L’Otan au XXIe siècle, la transformation d’un héritage
L’Otan au XXIe siècle, la transformation d’un héritage
Les lecteurs de la RDN connaissent bien le colonel Olivier Kempf, conseiller de la rédaction et auteur de nombreux articles et ouvrages faisant référence tant sur l’Otan que sur le cyber. La seconde édition de son livre sur l’Alliance atlantique vient à point nommé pour proposer au lecteur francophone le travail « référent » sur cette organisation militaire, d’autant plus que la littérature en français est, au final, assez réduite.
La difficulté sur ce sujet est son extrême sensibilité chez les « sachant » français toujours prompts à tomber dans les excès de la passion dès que l’on parle de l’Otan. Si l’on est un tant soit peu favorable à l’Alliance, on devient un Atlantiste vendu aux multinationales américaines. À l’inverse, si l’on est hostile à l’Otan, on est un néogaulliste nostalgique du Grand Siècle et favorable à une nouvelle alliance avec le maître de la Grande Russie. Le débat serein est donc difficile tant les antagonismes demeurent vivaces dans la communauté stratégique française.
Le mérite de ce livre est d’éviter ainsi cette approche partisane et trop facilement manichéenne, en exposant avec rigueur et exhaustivité une organisation déjà ancienne puisqu’elle fête ses soixante-cinq ans (l’âge de la retraite ?).
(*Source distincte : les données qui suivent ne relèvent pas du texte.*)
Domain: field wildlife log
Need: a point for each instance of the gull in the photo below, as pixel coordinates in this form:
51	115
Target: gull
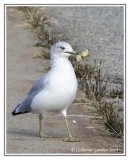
54	91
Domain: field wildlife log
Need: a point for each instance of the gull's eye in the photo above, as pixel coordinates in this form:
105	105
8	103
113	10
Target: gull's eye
62	48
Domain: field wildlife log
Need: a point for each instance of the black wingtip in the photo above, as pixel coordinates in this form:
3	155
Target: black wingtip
14	113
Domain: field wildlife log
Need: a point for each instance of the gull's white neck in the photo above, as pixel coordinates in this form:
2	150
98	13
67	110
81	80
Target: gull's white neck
61	62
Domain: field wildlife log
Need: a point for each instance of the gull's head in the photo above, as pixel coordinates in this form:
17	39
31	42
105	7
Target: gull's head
62	49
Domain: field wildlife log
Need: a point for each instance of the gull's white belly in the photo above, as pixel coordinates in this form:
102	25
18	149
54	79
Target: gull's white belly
51	102
59	91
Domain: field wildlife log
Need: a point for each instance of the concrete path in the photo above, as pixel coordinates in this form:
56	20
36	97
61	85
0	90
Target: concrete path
22	131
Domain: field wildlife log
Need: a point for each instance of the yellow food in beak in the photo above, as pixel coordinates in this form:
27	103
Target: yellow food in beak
82	55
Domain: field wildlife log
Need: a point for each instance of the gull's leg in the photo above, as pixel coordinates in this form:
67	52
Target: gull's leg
42	135
70	138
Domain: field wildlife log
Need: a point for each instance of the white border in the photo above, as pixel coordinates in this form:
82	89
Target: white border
2	64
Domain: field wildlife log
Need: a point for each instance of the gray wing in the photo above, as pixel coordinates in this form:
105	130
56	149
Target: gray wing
24	106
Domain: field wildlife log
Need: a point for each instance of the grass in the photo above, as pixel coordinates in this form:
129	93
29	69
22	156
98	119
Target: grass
90	77
96	87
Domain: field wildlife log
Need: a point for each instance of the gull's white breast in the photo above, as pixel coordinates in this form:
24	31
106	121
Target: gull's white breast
59	91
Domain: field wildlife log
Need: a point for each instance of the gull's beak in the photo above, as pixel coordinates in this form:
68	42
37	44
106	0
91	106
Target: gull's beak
73	52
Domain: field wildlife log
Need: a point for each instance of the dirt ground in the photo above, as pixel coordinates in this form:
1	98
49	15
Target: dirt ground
22	131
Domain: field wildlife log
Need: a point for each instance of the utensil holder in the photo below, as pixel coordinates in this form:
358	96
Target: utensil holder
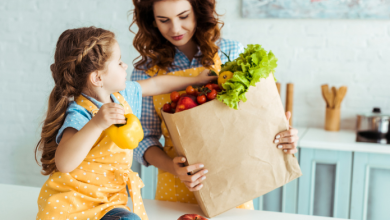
332	119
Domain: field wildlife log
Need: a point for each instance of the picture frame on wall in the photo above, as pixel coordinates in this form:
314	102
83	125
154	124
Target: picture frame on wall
316	9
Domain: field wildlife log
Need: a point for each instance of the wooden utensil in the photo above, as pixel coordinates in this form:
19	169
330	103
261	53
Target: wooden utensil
333	94
278	87
325	92
289	99
342	91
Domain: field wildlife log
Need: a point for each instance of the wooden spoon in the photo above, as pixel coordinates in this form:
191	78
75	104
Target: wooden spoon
325	92
340	96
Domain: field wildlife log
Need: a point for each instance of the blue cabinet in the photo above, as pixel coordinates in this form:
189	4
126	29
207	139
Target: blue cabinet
324	187
282	199
370	186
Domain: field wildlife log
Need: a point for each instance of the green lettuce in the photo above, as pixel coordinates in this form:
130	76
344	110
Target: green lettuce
252	65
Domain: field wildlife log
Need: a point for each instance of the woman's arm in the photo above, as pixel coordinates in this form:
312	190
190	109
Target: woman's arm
166	84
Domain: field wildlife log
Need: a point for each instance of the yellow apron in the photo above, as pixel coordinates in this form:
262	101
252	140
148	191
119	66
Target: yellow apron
170	187
97	185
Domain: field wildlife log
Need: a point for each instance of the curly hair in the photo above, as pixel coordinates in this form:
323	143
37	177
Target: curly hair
154	49
79	52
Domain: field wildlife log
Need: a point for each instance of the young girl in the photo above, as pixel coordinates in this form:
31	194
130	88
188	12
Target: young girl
88	172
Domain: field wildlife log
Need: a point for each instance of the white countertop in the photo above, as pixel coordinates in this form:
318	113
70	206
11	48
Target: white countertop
343	140
20	202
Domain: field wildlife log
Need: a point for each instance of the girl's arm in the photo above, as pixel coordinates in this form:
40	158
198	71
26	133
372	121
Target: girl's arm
166	84
75	145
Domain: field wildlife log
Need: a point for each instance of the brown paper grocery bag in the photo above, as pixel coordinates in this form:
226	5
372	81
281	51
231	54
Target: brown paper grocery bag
236	146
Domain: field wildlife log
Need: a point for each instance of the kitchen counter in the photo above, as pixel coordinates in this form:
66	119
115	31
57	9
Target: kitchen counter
343	140
20	202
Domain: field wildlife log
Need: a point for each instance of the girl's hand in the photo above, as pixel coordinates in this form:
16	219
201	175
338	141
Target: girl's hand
192	181
108	114
287	140
204	77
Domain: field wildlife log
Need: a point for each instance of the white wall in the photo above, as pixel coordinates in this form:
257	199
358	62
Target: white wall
310	52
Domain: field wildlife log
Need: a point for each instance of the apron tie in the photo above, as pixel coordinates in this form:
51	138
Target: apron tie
135	184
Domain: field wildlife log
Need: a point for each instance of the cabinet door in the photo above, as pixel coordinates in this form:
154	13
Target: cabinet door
149	177
370	186
324	187
282	199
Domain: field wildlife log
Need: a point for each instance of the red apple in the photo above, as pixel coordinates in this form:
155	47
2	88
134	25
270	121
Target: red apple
191	217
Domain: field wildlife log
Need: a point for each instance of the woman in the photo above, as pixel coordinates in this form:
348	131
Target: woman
180	37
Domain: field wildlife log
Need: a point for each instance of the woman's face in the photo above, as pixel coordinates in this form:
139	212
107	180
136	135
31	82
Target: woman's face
176	21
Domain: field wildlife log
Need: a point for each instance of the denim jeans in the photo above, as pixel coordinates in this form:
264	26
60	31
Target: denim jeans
120	214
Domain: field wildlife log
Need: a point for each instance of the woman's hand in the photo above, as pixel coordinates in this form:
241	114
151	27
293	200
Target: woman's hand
287	140
204	78
108	114
192	181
Cette mise en perspective, s’appuyant sur une lecture croisée, permet de mieux comprendre la complexité et le fonctionnement d’une Alliance qui a dû évoluer en permanence face aux changements brutaux de l’Histoire. Une idée très pertinente est ainsi le principe de concurrence : l’Otan a été en concurrence avec le défunt Pacte de Varsovie, puis en concurrence avec une Union européenne en quête de soft power, mais aussi en compétition avec l’ONU lorsque l’hyperpuissance américaine pensait pouvoir passer outre les instances internationales pour conduire sa croisade contre le terrorisme. Avec le paradoxe difficilement compréhensible de certains des États-membres cherchant à jouer sur plusieurs tableaux de façon contradictoire.
L’élargissement, à la suite de la chute du mur de Berlin, en a été l’illustration avec les nouveaux États-membres recherchant avec l’Otan d’abord un lien privilégié avec Washington et dans l’UE, une garantie principalement économique. D’où la question non encore résolue des relations entre ces deux organisations qui, de surcroît, sont colocalisées à Bruxelles mais qui ont du mal à dialoguer entre elles.
Par ailleurs, autre intérêt de l’ouvrage, la mise en valeur des nouveaux enjeux pour l’Alliance. Ainsi, la problématique « cyber » avec une agressivité forte venant de pays tiers comme la Russie, la Chine ou d’entités hostiles issues de la sphère islamiste. Bien qu’ignoré du grand public, le travail effectué par l’Alliance est essentiel pour maintenir un minimum de résilience en Europe. Cette adaptation d’une organisation, au départ conçue pour répondre à la menace soviétique, est donc tout à fait intéressante à étudier et à comprendre.
Le fait est qu’à chaque fois que l’Otan s’est interrogée sur son avenir et donc son devenir, l’Histoire lui permet de se relancer. Chute du Mur, mais conflits dans les Balkans, 11 septembre et engagement en Afghanistan, cyberattaques, Géorgie et aujourd’hui Ukraine… Nouveaux concepts pour l’engagement de l’Otan et retour aux fondamentaux militaires, là aussi, le travail d’Olivier Kempf permet de voir ce processus ininterrompu de transformation d’une organisation certes très bureaucratique mais qui, au final, fédère les énergies et les compétences de ses membres. Ainsi, malgré les baisses des budgets consacrés à la défense dans la plupart des pays européens membres de l’Otan, néanmoins c’est bien cette dernière qui permet de conserver une vraie capacité de défense, même si celle-ci est pesante à mettre en œuvre. La coordination, l’intégration et l’interopérabilité des forces sont bien les résultantes de décennies de travail et d’efforts partagés au sein de l’Organisation. Ces acquis, certes fragiles pour des questions financières, constituent un socle commun et sans équivalent dans le monde. Y compris pour la France, dont les engagements intensifs en opérations extérieures bénéficient pleinement du retour effectif au sein de la structure militaire intégrée effectué depuis quelques années.
Le livre d’Olivier Kempf est d’ores et déjà un « incontournable » pour celui qui veut s’intéresser aux relations internationales. Par sa richesse en informations et la clarté pédagogique de l’exposé, il devrait être de lecture obligatoire pour tous nos militaires et diplomates travaillant notamment à Bruxelles ou amener à travailler avec l’Otan. On souhaiterait au final un tel travail sur l’Union européenne, l’autre grande organisation européenne.